(2o) Fundamental Catalytic Reaction Design for Sustainable and Green Chemical Engineering

From the creation of synthetic fertilizers that helped feed the world to the invention of innovative materials used in various applications, chemical engineering has contributed to the transformation of society and individual lives during the past century. However, owing to the overuse of fossil fuels and inevitable environmental pollution from the industrial processes, the role of current chemical engineering has to be evolved into designing green chemical manufacturing to protect the environment and ecosystems. Innovative and interdisciplinary approaches grounded in fundamental scientific understanding can aid the development of sustainable chemical engineering. Atomic-scale design of novel catalysts and fundamental catalytic understanding combined with machine learning are required for material discovery toward efficient catalytic reactions. Upgrading the green synthesis of chemicals and fuels via renewable energy and electrocatalysis is critical to reshaping the traditional chemical process.

The availability of renewable energy sources (solar and wind) provides opportunities to replace many traditional chemical reactions with electrochemical processes to achieve industrial upgrading. For example, ethanol produced from agriculture feedstocks can work as a green and sustainable fuel in direct ethanol fuel cells (DEFCs) used for electric vehicles. To acquire the highest energy efficiency, ethanol needs to be completely oxidized to CO₂ via the twelve-electron transfer, rather than forming acetic acid as a common product through the four-electron transfer. During my Ph.D. work, the decoration effect of single Ir atomic layers on Pt(100) surface was evidenced to strongly adsorb the *CxHyO/CxHy reaction intermediates and to promote the CO oxidation from the catalyst surface. In order to fully oxidize ethanol to CO₂ and maximize the use of precious metals, unalloyed single atomic, partially oxidized Rh was deposited on the Pt nanocube surface to completely oxidize ethanol to CO₂ at a record-low potential of 0.35 V. The effect of the reversible configuration of Rh-O and C-Rh-O bonds during the reaction was demonstrated via in situ surface characterization. For the green synthesis of chemicals, the novel catalyst design strategy for on-site producing H₂O₂ from the two-electron oxygen reduction reaction was developed. The special Pd-O-C coordination between oxidized carbon nanotubes and clusters of three to four partially oxidized Pd atoms optimized its binding energy of key intermediate and thus enhanced the H₂O₂ production rate. The other possible way to control the reaction performance at the electrode interface is by modifying catalysts with specific functional groups of different polymeric binders in the electrode fabrication process. Combined with theoretical calculations, the mechanistic study of hydrophilic and hydrophobic polymeric binders was performed, which provided a relatively simple and promising methodology to tune the product selectivity from the electrochemical CO₂ reduction reaction.
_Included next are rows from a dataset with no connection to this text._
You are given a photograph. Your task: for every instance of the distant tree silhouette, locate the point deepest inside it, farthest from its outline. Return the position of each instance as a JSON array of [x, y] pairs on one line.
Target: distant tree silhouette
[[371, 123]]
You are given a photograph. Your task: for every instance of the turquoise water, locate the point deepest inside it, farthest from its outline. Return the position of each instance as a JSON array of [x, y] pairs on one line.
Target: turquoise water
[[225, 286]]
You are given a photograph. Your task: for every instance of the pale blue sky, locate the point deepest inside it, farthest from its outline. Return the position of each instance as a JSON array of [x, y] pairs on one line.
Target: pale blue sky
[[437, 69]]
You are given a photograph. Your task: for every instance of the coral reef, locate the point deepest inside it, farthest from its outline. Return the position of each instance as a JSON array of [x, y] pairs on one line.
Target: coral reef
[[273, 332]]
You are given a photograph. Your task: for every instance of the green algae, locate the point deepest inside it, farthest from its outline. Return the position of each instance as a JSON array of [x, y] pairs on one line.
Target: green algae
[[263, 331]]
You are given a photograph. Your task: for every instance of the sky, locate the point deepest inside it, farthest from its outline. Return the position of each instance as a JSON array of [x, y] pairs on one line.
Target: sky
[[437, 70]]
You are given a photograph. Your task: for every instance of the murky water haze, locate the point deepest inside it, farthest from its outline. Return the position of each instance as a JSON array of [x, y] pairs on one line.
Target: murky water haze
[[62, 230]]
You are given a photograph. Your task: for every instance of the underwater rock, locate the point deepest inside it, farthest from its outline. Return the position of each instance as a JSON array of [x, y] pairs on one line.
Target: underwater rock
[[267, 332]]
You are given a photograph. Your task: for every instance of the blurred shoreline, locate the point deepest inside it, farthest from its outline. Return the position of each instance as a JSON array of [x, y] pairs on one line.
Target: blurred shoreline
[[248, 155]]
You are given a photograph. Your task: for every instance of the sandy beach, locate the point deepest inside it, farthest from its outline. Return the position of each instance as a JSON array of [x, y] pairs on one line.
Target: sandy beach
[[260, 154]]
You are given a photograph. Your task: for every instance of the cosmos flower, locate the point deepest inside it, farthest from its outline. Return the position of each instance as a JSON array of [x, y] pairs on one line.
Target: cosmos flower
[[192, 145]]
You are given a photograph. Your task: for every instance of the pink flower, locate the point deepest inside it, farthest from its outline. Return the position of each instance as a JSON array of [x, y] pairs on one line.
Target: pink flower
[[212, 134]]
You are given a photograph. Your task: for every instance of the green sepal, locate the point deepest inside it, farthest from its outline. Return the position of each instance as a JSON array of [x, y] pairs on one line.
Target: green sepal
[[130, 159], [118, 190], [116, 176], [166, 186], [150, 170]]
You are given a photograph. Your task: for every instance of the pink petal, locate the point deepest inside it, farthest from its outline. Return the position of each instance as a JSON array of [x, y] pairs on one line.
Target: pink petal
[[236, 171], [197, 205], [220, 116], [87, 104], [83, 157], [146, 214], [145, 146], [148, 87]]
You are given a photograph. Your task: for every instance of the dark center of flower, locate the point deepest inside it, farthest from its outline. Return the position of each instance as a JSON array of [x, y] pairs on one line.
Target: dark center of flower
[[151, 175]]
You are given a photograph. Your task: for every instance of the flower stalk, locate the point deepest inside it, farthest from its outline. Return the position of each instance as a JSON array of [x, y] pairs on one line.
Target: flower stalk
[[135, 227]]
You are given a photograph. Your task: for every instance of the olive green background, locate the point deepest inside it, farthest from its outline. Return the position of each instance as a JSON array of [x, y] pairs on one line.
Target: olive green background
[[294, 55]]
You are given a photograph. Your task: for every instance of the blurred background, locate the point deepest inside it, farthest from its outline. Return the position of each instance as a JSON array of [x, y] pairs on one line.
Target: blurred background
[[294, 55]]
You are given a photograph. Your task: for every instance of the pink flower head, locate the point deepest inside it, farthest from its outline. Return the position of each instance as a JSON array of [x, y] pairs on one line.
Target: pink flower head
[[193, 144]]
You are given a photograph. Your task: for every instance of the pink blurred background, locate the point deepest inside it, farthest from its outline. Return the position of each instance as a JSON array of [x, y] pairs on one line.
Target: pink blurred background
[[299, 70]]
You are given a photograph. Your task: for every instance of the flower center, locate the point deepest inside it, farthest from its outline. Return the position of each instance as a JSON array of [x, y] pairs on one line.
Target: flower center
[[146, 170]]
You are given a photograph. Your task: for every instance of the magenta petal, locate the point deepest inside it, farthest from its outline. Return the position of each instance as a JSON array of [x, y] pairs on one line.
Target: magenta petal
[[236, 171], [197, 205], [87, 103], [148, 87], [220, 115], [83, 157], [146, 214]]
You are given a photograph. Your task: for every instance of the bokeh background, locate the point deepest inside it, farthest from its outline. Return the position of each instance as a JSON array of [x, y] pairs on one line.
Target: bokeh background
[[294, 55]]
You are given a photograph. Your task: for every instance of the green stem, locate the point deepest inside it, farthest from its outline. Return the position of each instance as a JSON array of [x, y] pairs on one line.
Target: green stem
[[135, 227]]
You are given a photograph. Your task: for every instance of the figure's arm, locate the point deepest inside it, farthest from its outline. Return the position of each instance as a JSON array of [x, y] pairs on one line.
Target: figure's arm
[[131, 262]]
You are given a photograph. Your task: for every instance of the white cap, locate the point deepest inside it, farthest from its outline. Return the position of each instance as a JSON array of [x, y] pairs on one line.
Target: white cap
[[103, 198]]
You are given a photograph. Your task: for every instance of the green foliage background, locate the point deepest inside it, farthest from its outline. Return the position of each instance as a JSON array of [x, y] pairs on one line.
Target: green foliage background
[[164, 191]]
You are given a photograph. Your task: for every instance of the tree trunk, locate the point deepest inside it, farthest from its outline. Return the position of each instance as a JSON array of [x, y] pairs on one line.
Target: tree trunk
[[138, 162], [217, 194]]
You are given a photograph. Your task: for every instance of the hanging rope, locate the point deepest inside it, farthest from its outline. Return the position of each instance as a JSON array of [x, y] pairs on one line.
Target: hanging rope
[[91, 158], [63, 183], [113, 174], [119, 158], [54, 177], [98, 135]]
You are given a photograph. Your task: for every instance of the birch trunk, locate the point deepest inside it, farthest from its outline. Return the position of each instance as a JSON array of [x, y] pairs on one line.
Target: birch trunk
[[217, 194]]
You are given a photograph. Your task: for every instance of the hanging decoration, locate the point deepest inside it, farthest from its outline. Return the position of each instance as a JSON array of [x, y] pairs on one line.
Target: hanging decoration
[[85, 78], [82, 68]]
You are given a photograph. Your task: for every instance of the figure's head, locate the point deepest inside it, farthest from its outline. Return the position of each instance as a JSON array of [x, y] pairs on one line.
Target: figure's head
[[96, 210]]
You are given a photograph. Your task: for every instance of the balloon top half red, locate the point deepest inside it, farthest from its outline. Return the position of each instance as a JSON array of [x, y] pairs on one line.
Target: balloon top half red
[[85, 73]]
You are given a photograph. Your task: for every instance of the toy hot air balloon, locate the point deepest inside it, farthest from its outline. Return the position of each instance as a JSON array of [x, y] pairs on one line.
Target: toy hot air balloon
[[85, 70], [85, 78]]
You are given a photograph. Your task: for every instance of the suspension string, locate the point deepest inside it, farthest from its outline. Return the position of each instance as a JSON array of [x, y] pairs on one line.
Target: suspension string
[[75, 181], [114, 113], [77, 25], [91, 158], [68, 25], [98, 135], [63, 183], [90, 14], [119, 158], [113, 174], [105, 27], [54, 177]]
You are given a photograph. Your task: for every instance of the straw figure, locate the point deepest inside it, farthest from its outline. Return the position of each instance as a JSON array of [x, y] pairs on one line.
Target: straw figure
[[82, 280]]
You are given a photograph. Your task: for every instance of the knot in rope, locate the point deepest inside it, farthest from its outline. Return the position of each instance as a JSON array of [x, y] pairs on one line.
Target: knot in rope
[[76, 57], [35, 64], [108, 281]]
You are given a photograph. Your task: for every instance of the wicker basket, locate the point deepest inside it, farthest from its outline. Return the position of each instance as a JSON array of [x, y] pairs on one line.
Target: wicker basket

Future plans for my independent research group will not only continue atomic-scale design of novel catalysts and fundamental mechanistic understanding of catalytic reactions, but also use hybrid technologies to invent sustainable chemical production processes, including machine learning, electrochemical react device design, reaction process optimization/reagent activation coupled with different methodologies. Projects will focus on coupling machine learning with experimental study to develop a fundamental understanding of descriptors for catalyst design toward various catalytic reactions and guide an efficient material discovery. In situ X-ray and infrared characterizations will be employed to study the surface reaction intermediates and catalyst evolution during the reaction. Electrochemical devices and reaction process optimization together with reagent activation will be explored in fertilizer production, CO₂ capture, storage and utilization, and alkane activation.

Teaching Interests

As a faculty, my goal is to train students to take ownership of their education and develop critical and creative thinking skills. Methodologies for achieving this objective include student-driven learning through the feedback-loop method in the class to learn “how to do it” rather than “what to do” based on systematic questioning and active feedback, group work to develop communication and collaborative skills for their future career, project-based tasks with toolbox teaching mechanism to train the student ability to solve problems independently and learn how to apply theory to obtain scientific understanding toward chemical engineering. These teaching methodologies have been obtained during my teaching activities: training over 20 students from underrepresented groups in a rural primary school as a volunteer teacher, working as a teaching assistant for undergraduate and graduate-level courses and mentoring undergraduate and graduate students in the laboratory for their research projects.

I would be excited to teach courses in heat transfer, mass transfer, and chemical reaction engineering. I will be interested to develop new courses including 1) Electrochemical and electrocatalysis focusing on different electrochemical applications under study including fuel cells, CO₂ conversion, chemical production via renewable energy, reactor design, and catalytic challenges for accelerating the industrial of these processes; 2) Principles of catalyst design with applications covering the current challenges and opportunities in various applications focused on the science of the preparation, characterization, and evaluation of catalysts as well as the recent progress in both academic and industrial fields; 3) Surface characterization for catalysts with an emphasis on the experimental examples and proposal writing. Given the significance of communication in the advancement of science, I would strive to integrate exercises that help students strengthen their written and oral communication abilities.